Exploring the temperature dependence of magnetic properties and magnetoimpedance effect in Co-rich microwires

Abstract

We studied the temperature dependence of the magnetic properties and giant magnetoimpedance, GMI, effect in as-prepared and annealed Co69.2Fe3.6Ni1B12.5Si11Mo1.5C1.2 glass-coated microwires with nearly-zero magnetostriction. Substantial changes in the GMI ratio, ΔZ/Z, value and magnetic field, H, dependence, and in the hysteresis loops upon heating were observed. The modification in the hysteresis loop shape upon heating correlates with a change in the ΔZ/Z (H) dependencies.
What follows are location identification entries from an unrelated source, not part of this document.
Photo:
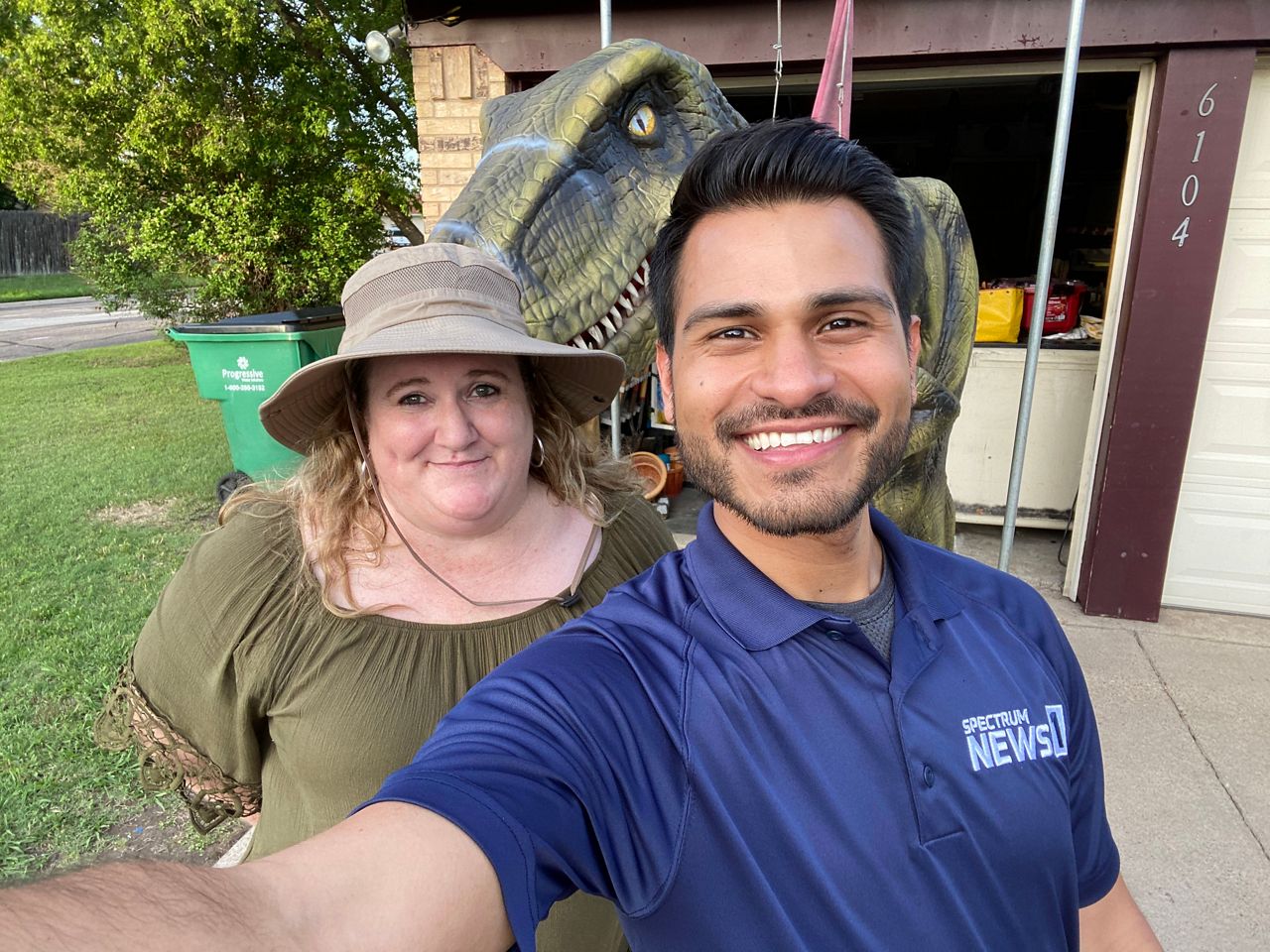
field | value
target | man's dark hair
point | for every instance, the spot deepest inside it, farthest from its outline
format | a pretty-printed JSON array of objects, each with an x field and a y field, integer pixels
[{"x": 774, "y": 162}]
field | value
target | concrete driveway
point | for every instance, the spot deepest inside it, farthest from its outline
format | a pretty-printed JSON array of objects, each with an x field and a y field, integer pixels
[{"x": 33, "y": 327}]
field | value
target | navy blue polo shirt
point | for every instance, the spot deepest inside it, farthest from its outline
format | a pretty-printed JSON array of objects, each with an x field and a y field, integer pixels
[{"x": 735, "y": 770}]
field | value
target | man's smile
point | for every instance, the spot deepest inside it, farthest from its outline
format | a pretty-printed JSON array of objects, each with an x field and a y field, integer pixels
[{"x": 770, "y": 439}]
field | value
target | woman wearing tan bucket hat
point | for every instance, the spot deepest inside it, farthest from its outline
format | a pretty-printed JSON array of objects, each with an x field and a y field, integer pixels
[{"x": 445, "y": 516}]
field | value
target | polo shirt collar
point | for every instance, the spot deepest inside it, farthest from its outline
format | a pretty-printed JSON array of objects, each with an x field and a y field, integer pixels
[{"x": 760, "y": 615}]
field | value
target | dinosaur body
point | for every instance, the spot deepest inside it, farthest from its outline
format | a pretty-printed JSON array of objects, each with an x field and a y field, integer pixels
[{"x": 575, "y": 178}]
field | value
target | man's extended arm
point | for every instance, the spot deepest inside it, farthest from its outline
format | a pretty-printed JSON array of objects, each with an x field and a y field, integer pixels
[
  {"x": 391, "y": 878},
  {"x": 1115, "y": 924}
]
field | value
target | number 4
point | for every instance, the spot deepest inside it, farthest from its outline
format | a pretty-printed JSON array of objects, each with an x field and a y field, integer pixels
[{"x": 1180, "y": 234}]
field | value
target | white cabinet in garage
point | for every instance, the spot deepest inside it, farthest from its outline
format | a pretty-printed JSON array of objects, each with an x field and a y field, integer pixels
[{"x": 983, "y": 435}]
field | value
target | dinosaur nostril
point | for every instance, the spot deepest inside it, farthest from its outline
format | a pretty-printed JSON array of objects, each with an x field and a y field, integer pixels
[{"x": 458, "y": 232}]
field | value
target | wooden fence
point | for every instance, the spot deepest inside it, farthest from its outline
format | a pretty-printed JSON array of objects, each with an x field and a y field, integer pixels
[{"x": 35, "y": 243}]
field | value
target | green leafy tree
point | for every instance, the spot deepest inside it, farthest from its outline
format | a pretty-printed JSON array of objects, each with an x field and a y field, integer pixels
[
  {"x": 231, "y": 155},
  {"x": 8, "y": 199}
]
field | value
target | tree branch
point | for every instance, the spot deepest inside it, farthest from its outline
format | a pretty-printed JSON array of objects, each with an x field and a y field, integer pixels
[{"x": 405, "y": 225}]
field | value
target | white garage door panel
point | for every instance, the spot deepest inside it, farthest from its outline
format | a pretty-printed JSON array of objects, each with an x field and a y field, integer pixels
[
  {"x": 1242, "y": 521},
  {"x": 1219, "y": 555}
]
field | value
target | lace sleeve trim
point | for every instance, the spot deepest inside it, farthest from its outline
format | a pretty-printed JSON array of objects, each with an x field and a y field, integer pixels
[{"x": 168, "y": 761}]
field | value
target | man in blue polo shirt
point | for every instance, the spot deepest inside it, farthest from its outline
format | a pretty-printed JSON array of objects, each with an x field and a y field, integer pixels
[{"x": 806, "y": 731}]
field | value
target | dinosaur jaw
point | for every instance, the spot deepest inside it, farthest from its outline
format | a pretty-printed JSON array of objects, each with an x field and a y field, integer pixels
[{"x": 603, "y": 331}]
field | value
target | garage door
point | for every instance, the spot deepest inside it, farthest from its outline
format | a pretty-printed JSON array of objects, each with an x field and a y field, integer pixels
[{"x": 1219, "y": 556}]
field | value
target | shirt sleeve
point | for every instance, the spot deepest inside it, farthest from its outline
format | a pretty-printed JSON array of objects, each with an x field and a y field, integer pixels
[
  {"x": 189, "y": 699},
  {"x": 562, "y": 769},
  {"x": 1097, "y": 860}
]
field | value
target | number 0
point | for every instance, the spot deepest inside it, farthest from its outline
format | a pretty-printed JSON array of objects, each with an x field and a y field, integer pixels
[
  {"x": 1180, "y": 234},
  {"x": 1206, "y": 102},
  {"x": 1192, "y": 188}
]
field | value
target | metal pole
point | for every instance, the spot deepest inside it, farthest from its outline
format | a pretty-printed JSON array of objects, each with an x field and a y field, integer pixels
[
  {"x": 615, "y": 411},
  {"x": 1057, "y": 166}
]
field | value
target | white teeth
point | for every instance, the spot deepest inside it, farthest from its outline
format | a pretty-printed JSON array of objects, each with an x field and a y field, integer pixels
[
  {"x": 766, "y": 440},
  {"x": 622, "y": 307}
]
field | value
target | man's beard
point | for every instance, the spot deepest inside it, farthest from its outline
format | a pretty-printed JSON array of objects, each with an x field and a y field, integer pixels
[{"x": 816, "y": 511}]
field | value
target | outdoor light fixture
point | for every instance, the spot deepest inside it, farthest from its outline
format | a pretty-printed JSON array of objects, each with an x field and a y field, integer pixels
[{"x": 381, "y": 46}]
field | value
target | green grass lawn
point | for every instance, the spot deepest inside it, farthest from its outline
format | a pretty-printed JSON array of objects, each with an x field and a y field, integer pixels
[
  {"x": 41, "y": 287},
  {"x": 86, "y": 440}
]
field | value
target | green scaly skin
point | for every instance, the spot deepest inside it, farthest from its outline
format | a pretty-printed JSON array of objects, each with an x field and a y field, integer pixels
[{"x": 571, "y": 191}]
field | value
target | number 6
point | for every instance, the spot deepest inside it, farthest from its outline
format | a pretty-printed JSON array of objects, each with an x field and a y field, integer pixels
[{"x": 1206, "y": 102}]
In as-prepared and most of the heat treated samples the hysteresis loop transformation from inclined to squared upon heating correlates with the change in ΔZ/Z(H) dependencies from double-peak to single-peak. However, the stress-annealed at 118 MPa samples present better thermal stability of the ΔZ/Z(H) dependencies and hysteresis loops. In all the studied samples an increase in the GMI ratio at 300 °C was observed. The origin of the observed temperature dependences is discussed in terms of the Hopkinson effect, temperature dependence and relaxation of internal stresses, induced magnetic anisotropy, and temperature dependence of the magnetostriction coefficient.